Archdiocese to close two parish schools in Boston as part of system overhaul

November 29, 2007 · Print This Article

Five parochial schools in Dorchester and Mattapan will be combined into a regionalized Catholic system, with renovated buildings, a reworked curriculum, and higher teacher salaries, under a plan that officials from the Roman Catholic Archdiocese of Boston outlined tonight to elected officials.

Archdiocesan officials said they will close two of the eight parish schools in the area — St. Peter, at Meeting House Hill, and St. Kevin, at Uphams Corner. Those are two of the more troubled sections of Dorchester, but archdiocesan officials said the church remains strongly committed to serving the poor, and said that all but two of the surviving schools also serve significant numbers of low-income children.

The officials said the archdiocese will spend several million dollars upgrading the Bowdoin Street After School Program and Teen Center located at St. Peter’s as a demonstration of its commitment to the area. They also said that the archdiocese hopes that the pupils of St. Peter’s and St. Kevin’s will attend another Catholic school, and said they will seek to provide transportation assistance to make that possible.
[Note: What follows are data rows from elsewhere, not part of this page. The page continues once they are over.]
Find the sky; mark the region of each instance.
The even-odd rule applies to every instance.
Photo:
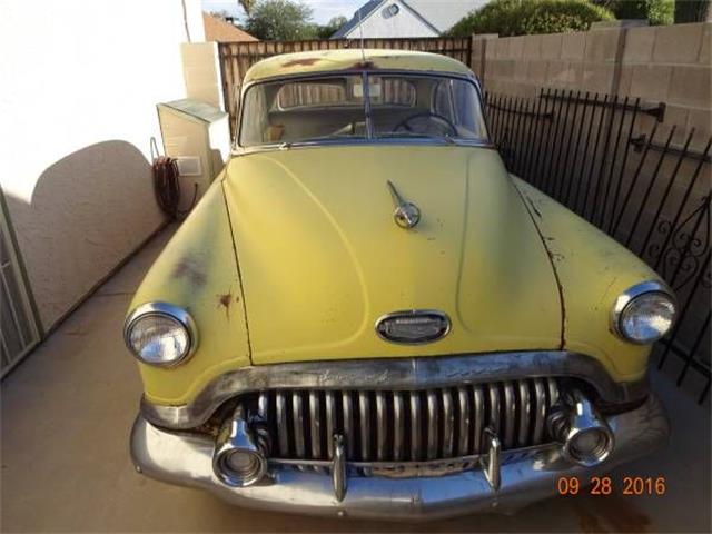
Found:
[[[350,19],[356,9],[366,3],[366,1],[367,0],[301,0],[303,3],[306,3],[314,10],[312,18],[318,24],[325,24],[329,19],[338,17],[339,14]],[[227,11],[239,20],[243,20],[245,16],[237,0],[202,0],[202,9],[204,11]]]

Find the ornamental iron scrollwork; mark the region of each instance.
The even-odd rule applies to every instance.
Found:
[[[712,195],[703,197],[700,205],[675,228],[670,220],[661,220],[656,228],[661,239],[647,247],[647,255],[657,260],[660,274],[675,290],[680,290],[694,279],[704,255],[710,250],[711,200]],[[661,243],[665,243],[666,246]],[[662,250],[663,246],[664,250]],[[710,273],[703,275],[701,284],[703,287],[710,287]]]

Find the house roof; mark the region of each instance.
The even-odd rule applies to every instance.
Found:
[[[364,63],[364,56],[366,62]],[[456,59],[438,53],[390,49],[314,50],[273,56],[255,63],[245,73],[245,85],[267,78],[365,69],[419,70],[424,72],[455,72],[472,76],[472,71]]]
[[[354,17],[342,26],[332,39],[343,39],[358,24],[366,20],[374,11],[383,4],[393,0],[370,0],[364,3]],[[439,33],[449,30],[455,22],[465,17],[471,11],[487,3],[487,0],[399,0],[406,8],[423,20],[426,26],[431,26]]]
[[[443,33],[486,0],[402,0]]]
[[[258,41],[259,39],[209,13],[202,13],[205,40],[218,42]]]
[[[364,19],[366,19],[366,17],[373,13],[378,8],[378,6],[380,6],[386,0],[369,0],[368,2],[364,3],[354,12],[354,17],[352,17],[352,20],[346,22],[338,30],[336,30],[336,32],[334,32],[332,39],[343,39],[344,37],[346,37],[354,28],[356,28]]]

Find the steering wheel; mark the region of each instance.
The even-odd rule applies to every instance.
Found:
[[[415,113],[415,115],[412,115],[411,117],[406,117],[400,122],[398,122],[392,131],[399,131],[400,129],[404,129],[406,131],[413,131],[417,134],[417,131],[412,128],[411,121],[415,119],[421,119],[421,118],[427,118],[434,121],[438,121],[441,126],[444,125],[449,130],[449,135],[452,137],[457,137],[457,128],[455,127],[455,125],[453,125],[446,117],[443,117],[442,115],[433,113],[431,111],[425,111],[423,113]]]

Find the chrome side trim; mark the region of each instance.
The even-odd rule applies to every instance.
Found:
[[[165,431],[140,415],[131,432],[131,457],[137,469],[147,476],[200,487],[240,506],[332,517],[418,521],[516,511],[555,495],[556,481],[562,476],[587,479],[609,473],[616,465],[663,445],[669,435],[668,418],[653,396],[639,408],[606,417],[606,423],[615,435],[616,447],[600,466],[572,465],[558,448],[506,459],[503,453],[498,492],[492,491],[479,468],[429,477],[342,478],[343,459],[335,462],[336,481],[334,473],[328,476],[313,469],[270,466],[269,484],[235,488],[220,482],[212,472],[215,441],[211,436]],[[335,486],[344,488],[340,502],[335,497]]]
[[[623,313],[625,307],[635,297],[640,297],[641,295],[644,295],[646,293],[661,293],[663,295],[666,295],[675,305],[675,312],[678,310],[678,299],[675,298],[675,294],[666,284],[662,281],[649,280],[629,287],[615,299],[613,308],[611,309],[611,328],[613,328],[613,330],[619,335],[619,337],[621,337],[621,339],[627,343],[633,343],[635,345],[646,345],[645,343],[639,343],[634,339],[629,339],[627,337],[625,337],[625,335],[621,332],[620,325],[621,314]],[[674,326],[674,323],[672,326]]]
[[[141,414],[157,426],[188,429],[204,424],[222,403],[236,395],[263,389],[413,390],[547,376],[583,379],[596,390],[601,402],[609,405],[642,400],[647,395],[646,379],[616,383],[595,358],[547,350],[249,366],[217,377],[190,404],[166,406],[144,398]],[[352,434],[346,428],[345,432],[352,457]]]

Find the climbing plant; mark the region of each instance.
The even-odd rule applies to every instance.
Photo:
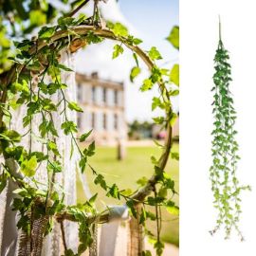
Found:
[[[212,102],[214,128],[211,133],[212,165],[210,169],[214,207],[218,211],[218,217],[217,225],[210,233],[213,234],[224,227],[226,238],[229,237],[232,229],[235,229],[243,241],[244,237],[238,227],[242,212],[241,192],[249,190],[249,187],[241,186],[236,175],[240,156],[239,145],[235,139],[237,131],[234,125],[237,113],[229,89],[231,66],[229,59],[229,52],[224,47],[220,30],[218,48],[214,57],[214,86],[211,89],[214,99]]]
[[[81,9],[87,2],[80,1],[81,4],[76,9]],[[74,15],[76,11],[71,13]],[[97,210],[95,207],[97,194],[83,204],[65,205],[64,192],[55,186],[56,174],[63,172],[61,162],[64,155],[59,152],[56,144],[59,131],[55,127],[53,115],[61,115],[64,117],[61,129],[71,139],[73,147],[76,147],[80,154],[80,171],[92,172],[94,183],[105,191],[107,196],[124,200],[131,216],[138,220],[140,226],[145,226],[147,219],[155,220],[157,234],[155,248],[157,255],[161,255],[164,244],[160,240],[160,208],[165,207],[171,213],[178,214],[178,207],[173,200],[173,196],[176,194],[174,181],[164,171],[171,155],[172,126],[177,118],[172,108],[171,97],[178,94],[178,65],[175,64],[171,71],[158,67],[156,62],[162,57],[156,47],[152,47],[147,52],[141,50],[138,45],[142,41],[130,35],[120,23],[108,22],[104,27],[97,5],[92,17],[79,15],[74,18],[72,15],[59,18],[55,26],[43,27],[33,40],[15,42],[15,55],[9,58],[11,66],[2,74],[0,145],[5,161],[2,162],[1,168],[0,192],[3,192],[9,180],[19,187],[13,191],[18,197],[14,198],[12,208],[20,216],[17,228],[30,237],[31,254],[38,249],[33,245],[40,244],[38,241],[33,241],[35,238],[31,235],[33,222],[38,219],[42,220],[42,237],[51,232],[53,219],[62,227],[64,220],[78,223],[80,239],[78,253],[66,247],[65,234],[62,228],[65,255],[81,255],[92,245],[94,226],[108,222],[110,213],[109,210],[101,212]],[[175,27],[168,38],[176,48],[178,48],[177,32],[178,27]],[[117,184],[107,184],[104,176],[90,164],[89,159],[96,153],[95,143],[92,142],[84,148],[79,145],[80,142],[87,140],[91,131],[78,136],[76,122],[69,119],[66,115],[67,109],[75,112],[82,112],[82,109],[77,102],[69,101],[65,98],[64,91],[69,84],[62,81],[61,73],[73,72],[73,70],[61,63],[61,53],[64,50],[75,52],[82,46],[99,44],[105,39],[117,42],[113,59],[123,53],[124,46],[131,50],[135,59],[135,67],[130,76],[132,81],[140,73],[140,61],[146,64],[150,76],[143,81],[140,90],[147,91],[156,86],[155,84],[158,85],[160,96],[153,99],[152,109],[160,108],[164,115],[155,118],[154,120],[168,131],[166,144],[160,145],[163,150],[161,156],[159,159],[155,156],[151,158],[154,170],[152,177],[141,179],[141,187],[134,192],[127,192]],[[59,101],[52,98],[57,93],[62,95]],[[26,134],[20,134],[19,131],[10,128],[10,123],[13,121],[12,113],[21,106],[27,107],[27,113],[23,117],[23,126],[27,129]],[[36,115],[41,116],[41,122],[37,127],[32,128],[32,121]],[[33,151],[31,141],[34,139],[34,129],[37,129],[40,135],[37,136],[37,142],[46,148],[46,154]],[[27,137],[30,143],[27,147],[22,146],[23,140]],[[174,155],[177,157],[176,154]],[[46,165],[45,172],[48,178],[44,189],[38,189],[39,181],[35,178],[35,174],[42,164]],[[147,206],[153,206],[155,213],[148,210]],[[146,227],[145,230],[153,235]],[[139,253],[151,255],[150,251],[139,251]]]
“No one is serving the poor more than

the Catholic schools, even at what would appear to be fewer buildings,” said Jack Connors Jr., the retired advertising executive who is heading a committee that is advising the archdiocese on how to shore up its struggling urban schools, which, like many Catholic schools around the nation, have been losing students for decades.
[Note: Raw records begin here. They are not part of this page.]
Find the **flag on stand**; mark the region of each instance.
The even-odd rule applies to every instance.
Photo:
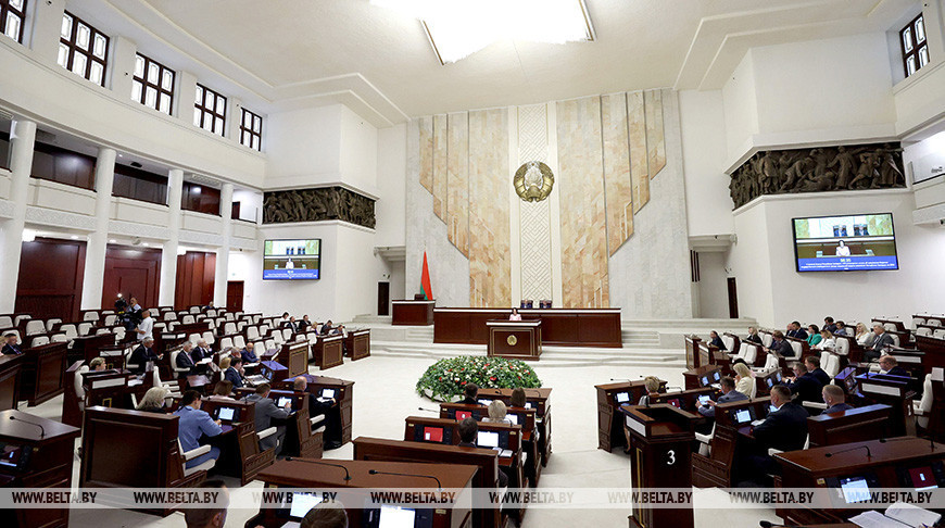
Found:
[[[424,250],[424,273],[420,275],[420,290],[428,301],[433,300],[433,287],[430,286],[430,266],[427,265],[427,251]]]

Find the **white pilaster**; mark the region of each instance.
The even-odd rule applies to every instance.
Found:
[[[23,227],[26,224],[26,200],[29,174],[33,171],[33,146],[36,123],[14,121],[10,127],[10,203],[13,216],[3,222],[0,236],[0,312],[13,313],[16,303],[16,282],[20,280],[20,253],[23,249]]]
[[[184,194],[184,171],[172,168],[167,173],[167,209],[169,222],[167,229],[171,236],[164,242],[161,252],[161,287],[158,304],[174,305],[174,292],[177,288],[177,246],[180,237],[180,199]]]
[[[105,251],[109,244],[109,217],[112,210],[112,185],[115,181],[114,149],[102,147],[96,160],[96,230],[86,243],[83,272],[83,310],[99,310],[105,279]]]
[[[232,230],[232,184],[219,190],[219,216],[223,244],[216,250],[216,269],[213,278],[213,305],[226,306],[226,282],[229,275],[229,243]]]

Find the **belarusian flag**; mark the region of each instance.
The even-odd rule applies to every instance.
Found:
[[[430,286],[430,266],[427,265],[427,250],[424,250],[424,272],[420,275],[420,290],[428,301],[433,300],[433,287]]]

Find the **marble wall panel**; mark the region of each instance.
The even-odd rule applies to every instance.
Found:
[[[646,153],[650,178],[655,178],[666,166],[666,137],[663,124],[663,91],[647,90],[643,96],[646,106]]]
[[[446,116],[433,116],[433,214],[441,221],[446,219],[446,178],[448,178],[448,133]]]
[[[609,305],[601,98],[557,103],[563,305]]]
[[[650,201],[650,173],[646,153],[646,115],[643,92],[627,93],[627,130],[630,140],[630,179],[632,180],[633,212]]]
[[[613,255],[633,235],[633,181],[630,178],[626,93],[601,97],[601,124],[604,134],[607,247]]]
[[[450,114],[446,125],[446,235],[469,256],[469,114]]]
[[[469,112],[469,302],[492,307],[512,297],[508,112]]]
City Council President Maureen E. Feeney, who attended the briefing, expressed sadness but understanding at the decision to close the schools.

“There are fiscal realities that none of us can ignore,” she said. “It’s unfortunate that any school has to close, but the cost of maintaining and running these schools has brought us to this point.”

Feeney praised the archdiocese for pledging to invest in the St. Peter’s Teen Center, which she said was an important resource for multiple families.